The thing in the pilot’s seat shimmered like a mirage and dissolved. Wayne’s face was set in a rigid grin, the flesh of his cheeks pushed back by the intense g-forces. Now he’d show them, he thought. He’d show all the liars. He laughed aloud and cut back on his airspeed, rolling the jet over; the Challenger responded immediately. A loose clipboard smacked him in the middle of his head; a pencil and paper clips danced around him. He pushed the control column forward, putting the Challenger into a shallow dive toward the dark plain below. There was a high whine of air around the nose cone. He watched the altimeter falling. Thirteen thousand. Twelve thousand. Eleven thousand. Ten.
“WAYNE!” Niles shrieked from his seat behind Billy. “STOP IT!” He started to unstrap his belt, but he saw Coombs’s corpse folded over a teakwood table, blood leaking from the cracked skull, and he realized with a cold certainty that he was a dead man if he left the safety of his seatbelt.
Wayne grinned, his eyes filling with tears. Up here, at the throttle of this fantastic machine, he was in full control. He saw the altimeter reach four thousand feet, and then he whipped the jet off to the right. Airspeed fell dramatically; the control column shivered in his grip. He had never felt so free and full of power before in his life. The engines moaned; the entire plane began shuddering, straining to its limits. He couldn’t breathe, and black motes danced before his eyes.

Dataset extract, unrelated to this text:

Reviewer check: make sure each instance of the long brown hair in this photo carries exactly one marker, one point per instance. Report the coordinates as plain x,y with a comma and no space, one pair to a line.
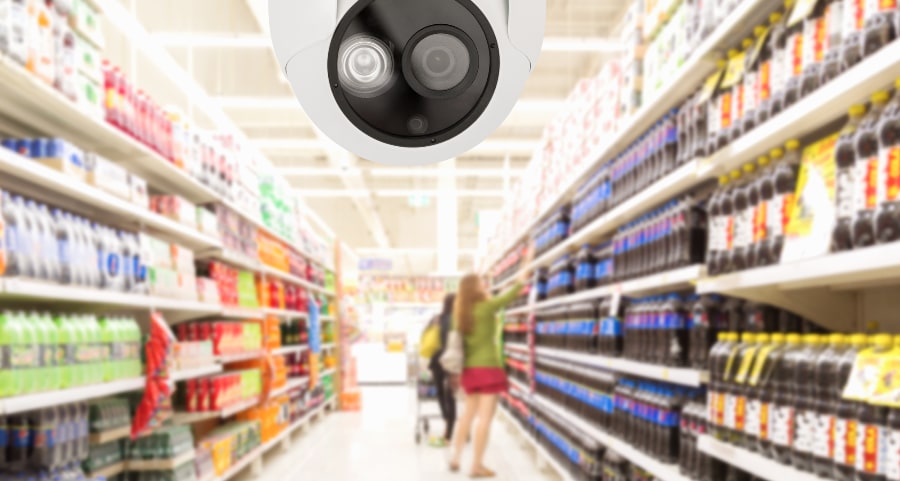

With an effort that almost tore his arms from their sockets, Billy unsnapped his belt. Instantly he was pushed over the top of his seat, almost into Niles’s lap; he clutched at the seat in front of him, trying to pull himself toward the flight deck.
Wayne leveled the Challenger off and then threw it into a dive again. Billy was tossed like a cork inside the cabin; he rolled head over heels, trying to grab anything to steady himself. His chin cracked against a table; dazed, he tumbled forward. His left shoulder smashed into something, and white-hot pain filled him. Then he gripped the plastic curtain around Krepsin’s seat; it ripped down, and through the haze of pain Billy saw feral fear stitched across Augustus Krepsin’s pallid face.
At less than five hundred feet, Wayne wrenched back on the control column. The Challenger shuddered and leveled off; the altimeter read four-nine-two. He was aware of strange shapes on the landscape before him, bathed in amber moonlight; he pulled the throttles back, cutting airspeed. Something huge and dark and jagged passed to the right, barely fifty yards away.
Billy was at the flight deck, and Wayne looked over his shoulder with a half-snarl, half-grin.
And then Billy saw it; it loomed up, filling the windshield. Moonlight glinted off wind-etched rock. Wayne twisted around, and instinctively tried to lift the jet over the mountain peak they were almost upon. The Challenger shuddered, caught by an updraft. Then there was a banshee scream of ripping metal as the right wingtip was clipped by rock. The violent motion of collision threw Billy against a bulkhead; he heard bone snap, and then he was on his knees watching blood drip from his nostrils.
The underside of the fuselage scraped rock, splitting open like a sardine can; sparks and fire rippled along the seam, being sucked upward into the starboard jet engine. It exploded, first crumpling the starboard fuselage wall and then bursting through with the scream and whine of popping rivets. Red-hot daggers of metal impaled Niles from behind, going through him and into the seat Billy had left. A flying sheet of metal, rippling with flame, took off the top of Niles’s head and splattered Dora with brains.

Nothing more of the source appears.